With so many things to be thankful for it's hard to pick just one.  Of course we all think first of our families, spouses and children, parents and siblings.  My sister said it well today when it came to her turn around the table, she said that she was thankful for the little things, like a kind husband who plugs in her phone for her at night when she forgets.  Her daughter who learns new things, and her baby son who smiles a lot.  It makes me think of all the little things I'm greatful for.  Like a dishwasher to help me with my dishes.  A warm home in the middle of the winter.  Lights that come on with the flip of a switch.  A vehicle that runs and takes me where ever I need to go. 

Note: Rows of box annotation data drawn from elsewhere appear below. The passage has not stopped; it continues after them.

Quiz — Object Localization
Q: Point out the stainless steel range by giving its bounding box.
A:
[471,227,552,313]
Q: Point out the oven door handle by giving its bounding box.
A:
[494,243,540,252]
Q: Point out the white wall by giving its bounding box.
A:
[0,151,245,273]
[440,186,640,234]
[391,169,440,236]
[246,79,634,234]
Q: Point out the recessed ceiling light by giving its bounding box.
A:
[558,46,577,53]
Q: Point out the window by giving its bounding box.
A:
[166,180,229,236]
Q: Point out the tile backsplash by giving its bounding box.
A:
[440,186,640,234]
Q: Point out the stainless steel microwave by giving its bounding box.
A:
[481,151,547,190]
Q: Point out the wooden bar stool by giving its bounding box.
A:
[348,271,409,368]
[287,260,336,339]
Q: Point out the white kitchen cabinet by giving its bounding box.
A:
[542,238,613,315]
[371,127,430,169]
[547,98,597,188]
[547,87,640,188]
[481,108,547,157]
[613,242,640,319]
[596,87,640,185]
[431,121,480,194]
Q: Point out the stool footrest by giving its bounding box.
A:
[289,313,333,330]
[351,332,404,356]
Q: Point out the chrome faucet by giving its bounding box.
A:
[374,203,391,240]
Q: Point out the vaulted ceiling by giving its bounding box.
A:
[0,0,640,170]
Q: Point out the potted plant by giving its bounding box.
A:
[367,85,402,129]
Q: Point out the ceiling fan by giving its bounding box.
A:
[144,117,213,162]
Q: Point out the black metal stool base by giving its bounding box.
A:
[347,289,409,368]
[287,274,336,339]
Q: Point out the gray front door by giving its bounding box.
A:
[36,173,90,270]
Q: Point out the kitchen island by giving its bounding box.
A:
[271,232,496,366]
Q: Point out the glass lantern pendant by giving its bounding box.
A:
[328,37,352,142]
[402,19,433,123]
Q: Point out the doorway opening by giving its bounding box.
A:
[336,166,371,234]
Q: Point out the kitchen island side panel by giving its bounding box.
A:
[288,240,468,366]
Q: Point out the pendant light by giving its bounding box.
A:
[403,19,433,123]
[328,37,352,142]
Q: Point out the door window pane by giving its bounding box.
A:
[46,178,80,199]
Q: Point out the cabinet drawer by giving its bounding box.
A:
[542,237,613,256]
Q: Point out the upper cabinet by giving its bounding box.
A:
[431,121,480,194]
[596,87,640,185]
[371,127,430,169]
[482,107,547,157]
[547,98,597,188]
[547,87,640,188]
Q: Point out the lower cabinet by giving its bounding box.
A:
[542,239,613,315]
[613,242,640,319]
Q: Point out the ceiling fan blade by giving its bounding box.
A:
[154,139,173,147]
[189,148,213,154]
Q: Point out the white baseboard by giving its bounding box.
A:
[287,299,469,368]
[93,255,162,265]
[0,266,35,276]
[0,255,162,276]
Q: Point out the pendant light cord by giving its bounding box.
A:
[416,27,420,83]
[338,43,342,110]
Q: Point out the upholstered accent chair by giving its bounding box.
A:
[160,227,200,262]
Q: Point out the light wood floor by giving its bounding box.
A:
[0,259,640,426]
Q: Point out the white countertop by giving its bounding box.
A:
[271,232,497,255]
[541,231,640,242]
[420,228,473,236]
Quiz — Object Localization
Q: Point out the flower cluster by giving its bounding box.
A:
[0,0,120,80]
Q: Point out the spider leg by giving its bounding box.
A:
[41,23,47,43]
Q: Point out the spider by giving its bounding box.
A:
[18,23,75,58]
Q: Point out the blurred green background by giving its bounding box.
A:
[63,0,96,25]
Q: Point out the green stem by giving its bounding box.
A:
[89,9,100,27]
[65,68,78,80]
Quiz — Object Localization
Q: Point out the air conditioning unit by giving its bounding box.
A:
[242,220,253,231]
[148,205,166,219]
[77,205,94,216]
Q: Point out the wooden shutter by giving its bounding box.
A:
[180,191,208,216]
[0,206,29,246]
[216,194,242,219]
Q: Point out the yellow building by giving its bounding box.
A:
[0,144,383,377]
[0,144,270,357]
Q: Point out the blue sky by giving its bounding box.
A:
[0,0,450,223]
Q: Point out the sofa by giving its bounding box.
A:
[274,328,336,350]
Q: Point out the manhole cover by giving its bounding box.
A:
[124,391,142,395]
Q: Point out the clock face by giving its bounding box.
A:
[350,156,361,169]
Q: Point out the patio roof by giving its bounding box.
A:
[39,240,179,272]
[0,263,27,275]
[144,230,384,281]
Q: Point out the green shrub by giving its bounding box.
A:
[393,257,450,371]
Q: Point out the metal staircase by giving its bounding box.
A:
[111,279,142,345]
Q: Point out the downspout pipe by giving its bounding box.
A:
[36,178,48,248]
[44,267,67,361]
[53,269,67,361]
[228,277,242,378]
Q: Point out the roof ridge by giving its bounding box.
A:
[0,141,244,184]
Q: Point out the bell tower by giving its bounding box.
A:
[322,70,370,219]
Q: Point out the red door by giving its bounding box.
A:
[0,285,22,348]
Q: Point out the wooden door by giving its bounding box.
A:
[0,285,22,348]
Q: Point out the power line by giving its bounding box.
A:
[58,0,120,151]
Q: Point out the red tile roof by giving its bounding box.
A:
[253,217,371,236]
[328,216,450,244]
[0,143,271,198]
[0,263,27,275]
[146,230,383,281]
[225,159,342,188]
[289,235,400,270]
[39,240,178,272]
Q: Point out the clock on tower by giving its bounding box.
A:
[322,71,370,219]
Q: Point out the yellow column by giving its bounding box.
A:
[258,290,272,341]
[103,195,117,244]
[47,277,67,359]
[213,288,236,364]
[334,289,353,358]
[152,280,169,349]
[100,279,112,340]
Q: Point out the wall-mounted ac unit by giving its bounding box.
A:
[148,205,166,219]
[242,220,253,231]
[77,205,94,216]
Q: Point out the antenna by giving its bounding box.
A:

I'm greatful for a husband that respects me and never puts me down.  For kids that want to be good (deep down) ;-).  They are still kids afterall.  What are you greatful for?

Friday, November 19, 2010

Losing it one day at a time!

This time I'm not talking about my sanity, but my fat.  YEAH!! I've lost a whopping 30 pounds in 40 days.  I did the hcg diet.  I'm now onto phase 3 which is maintenance.  I still have some restrictions but not as much as I had for the past 6 weeks.  This has been great for me. 

Before starting the hcg I'd had another miscarriage and my hormones were way wacked.  I felt totally crazy, and not in the fun way.  But I started the hcg and immediately felt better.  No more crazies.  :-)  Through the 6 weeks my hormones have balanced out.  I've been off the hcg for 1.5 days now and am still feeling good.  It's also supposed to help reset my out of wack metabolism.  This I am way excited about. 

Besides fighting a slight cold, I feel better than I have in years, ok maybe even 8 years.  It's nice to feel like you want to live and can do things other than just for survival.  After 6 weeks of maintenance I can do another round of hcg if needed.  We'll see when I get there.  I started out at,.... ok I'm going to tell my weight here... but I think I'm ok with that....215 lbs.  and am now 187 lbs.  I'd still like to lose another 30 pounds, but at this time I can see the light at the end of the tunnel and I will get there.  Life is Good.  Pictures to come later. ;-)

Tuesday, November 16, 2010

Life goes on. :)

Life is good. I'm greatful for all that I have. I've been doing a special diet and have finally been able to lose some weight. So far I've lost 28 pounds, and I'm finally feeling better. Better than I have for a long time.